Professor  Markus Bockmuehl, da Universidade de Oxford, observa outro fato
Several other external sources suggest a Christian presence prior persecution under Nero. One remarkable first century pagan is Pomponia Graecina, a distinguished aristocratic lady whom Tacitus describes as having engaged in an extraordinary habit of grief that lasted forty years. In AD 57 she was accused of a "foreign supertition" (Tacitus, Ann 13.2), which several recent scholars have seen as a secret adherence to Christianity. Later inscriptions of the catacomb of San Callisto in Rome support that members of the family may have been christians(Tradução) Varias outras fontes externas sugerem uma presença cristã anterior a perseguição neroniana. Uma notável pagã do primeiro século é Pompônia Graecina, um distinta dama da aristocracia a qual Tácito descreve como tendo permanecido no hábito de luto por extraordinários 40 anos. No ano 57 ela foi acusada de "superstição estrangeira" (tácito 13,2), que vários estudiosos recentes consideraram como uma adesão secreta ao Cristianismo. Inscrições posteriores na catacumba de São Calisto em Roma indicam que membros da família podem ter sido cristãos. [7]
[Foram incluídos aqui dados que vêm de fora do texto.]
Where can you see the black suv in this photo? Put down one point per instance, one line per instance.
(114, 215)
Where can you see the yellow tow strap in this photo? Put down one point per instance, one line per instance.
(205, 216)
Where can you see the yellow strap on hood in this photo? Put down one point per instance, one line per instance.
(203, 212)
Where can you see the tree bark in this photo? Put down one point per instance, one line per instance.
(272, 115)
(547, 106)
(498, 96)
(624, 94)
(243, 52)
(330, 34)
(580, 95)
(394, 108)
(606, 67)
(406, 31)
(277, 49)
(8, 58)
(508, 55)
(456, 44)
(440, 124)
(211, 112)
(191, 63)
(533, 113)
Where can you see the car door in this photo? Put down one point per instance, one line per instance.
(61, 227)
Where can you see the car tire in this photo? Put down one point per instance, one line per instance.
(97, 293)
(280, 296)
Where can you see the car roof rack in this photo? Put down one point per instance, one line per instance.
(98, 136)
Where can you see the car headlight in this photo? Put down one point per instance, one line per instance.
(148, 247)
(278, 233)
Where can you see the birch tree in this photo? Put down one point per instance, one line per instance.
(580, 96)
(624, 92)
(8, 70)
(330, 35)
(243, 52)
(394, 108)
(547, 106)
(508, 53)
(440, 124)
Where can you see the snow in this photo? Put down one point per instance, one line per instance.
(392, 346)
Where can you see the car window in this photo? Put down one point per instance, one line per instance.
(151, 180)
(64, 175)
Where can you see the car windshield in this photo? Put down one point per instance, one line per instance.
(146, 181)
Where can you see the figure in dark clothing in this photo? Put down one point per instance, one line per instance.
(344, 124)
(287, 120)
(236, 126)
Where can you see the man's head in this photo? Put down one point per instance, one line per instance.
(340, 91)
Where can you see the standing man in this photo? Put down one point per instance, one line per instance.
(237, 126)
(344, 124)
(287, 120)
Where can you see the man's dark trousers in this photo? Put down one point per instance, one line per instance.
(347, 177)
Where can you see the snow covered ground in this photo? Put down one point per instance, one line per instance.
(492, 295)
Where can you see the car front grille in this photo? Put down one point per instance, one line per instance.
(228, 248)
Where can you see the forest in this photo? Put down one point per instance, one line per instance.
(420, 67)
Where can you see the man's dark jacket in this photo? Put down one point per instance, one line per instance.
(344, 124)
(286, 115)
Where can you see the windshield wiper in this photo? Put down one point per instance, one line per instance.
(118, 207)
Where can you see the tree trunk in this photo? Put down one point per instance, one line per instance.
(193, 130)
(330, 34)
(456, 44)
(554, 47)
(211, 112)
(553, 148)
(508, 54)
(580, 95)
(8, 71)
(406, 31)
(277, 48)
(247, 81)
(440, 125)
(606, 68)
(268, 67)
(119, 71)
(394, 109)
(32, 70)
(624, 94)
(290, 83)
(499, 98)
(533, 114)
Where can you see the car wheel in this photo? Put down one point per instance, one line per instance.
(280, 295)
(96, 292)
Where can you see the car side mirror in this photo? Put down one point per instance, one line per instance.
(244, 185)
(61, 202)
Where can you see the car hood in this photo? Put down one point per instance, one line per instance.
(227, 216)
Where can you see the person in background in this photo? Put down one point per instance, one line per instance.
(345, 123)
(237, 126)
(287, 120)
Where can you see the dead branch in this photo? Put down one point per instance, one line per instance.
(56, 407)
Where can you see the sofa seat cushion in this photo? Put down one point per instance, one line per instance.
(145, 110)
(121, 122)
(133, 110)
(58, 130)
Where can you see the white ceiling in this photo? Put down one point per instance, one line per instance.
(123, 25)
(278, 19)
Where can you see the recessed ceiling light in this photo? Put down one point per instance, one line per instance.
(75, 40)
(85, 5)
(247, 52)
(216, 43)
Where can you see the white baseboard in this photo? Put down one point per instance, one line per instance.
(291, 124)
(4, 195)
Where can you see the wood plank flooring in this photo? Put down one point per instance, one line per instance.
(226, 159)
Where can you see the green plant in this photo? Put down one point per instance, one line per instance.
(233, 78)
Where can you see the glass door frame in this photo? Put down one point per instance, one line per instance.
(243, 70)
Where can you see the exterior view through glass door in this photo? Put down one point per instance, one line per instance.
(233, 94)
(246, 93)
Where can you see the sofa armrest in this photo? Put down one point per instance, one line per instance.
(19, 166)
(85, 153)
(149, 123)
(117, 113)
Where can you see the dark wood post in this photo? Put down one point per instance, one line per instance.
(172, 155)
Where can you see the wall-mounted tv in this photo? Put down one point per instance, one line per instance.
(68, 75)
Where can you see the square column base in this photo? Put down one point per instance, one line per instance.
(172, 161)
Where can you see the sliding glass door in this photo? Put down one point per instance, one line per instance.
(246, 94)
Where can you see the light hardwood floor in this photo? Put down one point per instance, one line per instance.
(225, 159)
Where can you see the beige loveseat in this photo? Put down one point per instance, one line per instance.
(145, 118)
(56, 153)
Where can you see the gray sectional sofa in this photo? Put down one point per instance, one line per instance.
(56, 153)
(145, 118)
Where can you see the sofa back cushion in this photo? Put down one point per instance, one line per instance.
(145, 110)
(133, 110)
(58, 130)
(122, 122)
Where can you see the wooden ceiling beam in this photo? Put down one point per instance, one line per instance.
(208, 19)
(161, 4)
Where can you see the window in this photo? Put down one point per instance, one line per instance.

Professor Bockmuehl se refere a membros do gens pomponia falecidos no início do século III e enterrados na catacumba de São Calisto em Roma, conforme inscrições dedicadas a Pomponius Bassus e Pomponius Graecinus. [6][7].

Assim, a possibilidade uma convertida ao cristianismo na alta sociedade romana já em meados do século I é atraente e bastante plausível, ainda que não haja evidência conclusiva em seu favor.

2) Erasto de Corinto (58 DC)

  Erasto, administrador da cidade, e nosso irmão Quarto enviam-lhes saudações.(Romanos 16:23)
 Erasto permaneceu em Corinto, mas deixei Trófimo doente em Mileto.(II Timóteo 4:20)
 Então enviou à Macedônia dois dos seus auxiliares, Timóteo e Erasto, e permaneceu mais um pouco na província da Ásia (Atos 19:22).

Uma inscrição encontrada na cidade de Corinto, tem o seguinte conteúdo:
 ERASTVS-PRO-AEDILIT[at]E S-P-Stravi (Erastus pro aedilitate sua pecunia stravit). (Erasto, comissário de obras públicas, fez esse calçamento as suas expensas).
Professor FF Bruce, a mais  de 50 anos atrás, ponderou a possibilidade de identificação entre o Erasto da inscrição e o mencionado no Novo Testamento:

"(...) O calçamento pertence ao primeiro século AD e bem pode ter sido  construído pelo amigo de Paulo. Contudo, os ofícios públicos não são os mesmos. Em grego, o comissário de obras públicas, ou aedil, é chamado de agoranomos, ao passo  que o tesoureiro da cidade (como nesta passagem) é oikonomos tes poleos. Se lidamos com o mesmo Erasto, é de se supor que fora promovido do ofício inferior de "aedile" ao de tesoureiro da cidade no tempo em que Paulo escreveu a epístola. (Se, ao contrário, alguém preferir supor que foi rebaixado do ofício superior ao inferior por haver professado a fé cristã, não há nenhuma prova contra esta suposição!) (...)".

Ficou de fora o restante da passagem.